Thanks again for the thorough explanation. I also read that scaling is important to avoid numerical issues especially in larger HMM. As you state that HMMBase also scales, I assume there is no way to recover the unscaled values, or is there?

maxmouchet commented 4 years ago

There is currently no way. I'll try to add this possibility in a future version, at-least for educational purpose.

maxmouchet commented 4 years ago

I've added a new constructor so that you can build an HMM directly from an emission matrix (instead of building categorical distributions by hand).

Using your example:

a = [0.3, 0.2, 0.5]
A = [0 0.8 0.2; 0.6 0 0.4; 0.0 1.0 0.0]
B = [0 0.5 0.5; 1.0 0 0; 0.1 0.2 0.7]
hmm = HMM(a, A, B)
AndreasAZiegler commented 4 years ago

Wow, pretty cool. That definitively saves some typing.

AndreasAZiegler commented 4 years ago

@maxmouchet I calculated the viterbi calculations by hand and don't get the same at t=2 as your implementation. The implementation takes state 3 with p=0.056 over state 1 with p=0.06. Is there some numerical issue or do i misunderstand the viterbi algorithm?

equation

maxmouchet commented 4 years ago

In the Viterbi algorithm the state sequence is inferred backwards, starting from the last state. Your computation for V_1 is correct but for V_2 you also need to record the ancestors. That is, argmax_i P_{ij} V_1(i), or more generally, A[t,j] = argmax_i P_{ij} V_{t-1}(i).

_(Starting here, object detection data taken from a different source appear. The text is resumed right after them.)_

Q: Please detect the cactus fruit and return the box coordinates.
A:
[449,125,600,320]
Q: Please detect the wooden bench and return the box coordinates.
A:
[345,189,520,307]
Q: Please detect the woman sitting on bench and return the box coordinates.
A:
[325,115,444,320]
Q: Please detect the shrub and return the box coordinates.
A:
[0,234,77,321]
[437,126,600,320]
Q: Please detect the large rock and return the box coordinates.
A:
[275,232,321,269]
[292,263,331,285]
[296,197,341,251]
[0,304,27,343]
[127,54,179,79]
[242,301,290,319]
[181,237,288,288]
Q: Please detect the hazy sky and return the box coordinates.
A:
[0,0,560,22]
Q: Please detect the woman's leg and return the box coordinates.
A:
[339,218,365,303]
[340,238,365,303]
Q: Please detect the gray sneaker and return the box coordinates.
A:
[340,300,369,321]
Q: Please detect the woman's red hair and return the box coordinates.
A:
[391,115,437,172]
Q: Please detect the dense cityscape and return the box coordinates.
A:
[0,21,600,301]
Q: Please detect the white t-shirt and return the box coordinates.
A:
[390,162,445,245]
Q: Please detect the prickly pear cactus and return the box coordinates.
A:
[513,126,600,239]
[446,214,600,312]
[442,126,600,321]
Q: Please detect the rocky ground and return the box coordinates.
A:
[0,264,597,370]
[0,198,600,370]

For V_2(1), P_{i1} V_1(i) is maximized when i = 2, so the ancestor is 2. For V_2(2), P_{i2} V_1(i) is maximized when i = 3, so the ancestor is 3. For V_2(3), P_{i3} V_1(i) is maximized when i = 2, so the ancestor is 2. And so on for V_3(.).

At the end you should get the following ancestors:

A[2,1] = 2
A[2,2] = 3
A[2,3] = 2
A[3,1] = _
A[3,2] = 3
A[3,3] = 2

Finally, to find the state sequence, we start from z_T = argmax_j V_T(j), and z_t = A[t+1, z_{t+1}]. Here z_3 = 2, z_2 = A[3,2] = 3 and z_1 = A[2,3] = 2.

AndreasAZiegler commented 4 years ago

Thanks a lot for the explanation. Your way of explaining it is way better than in the textbook, I have.

maxmouchet commented 4 years ago

A good introduction to HMMs is https://www.ece.ucsb.edu/Faculty/Rabiner/ece259/Reprints/tutorial%20on%20hmm%20and%20applications.pdf.

maxmouchet commented 3 years ago

I close this issue for now. Feel free to reopen if you have another question.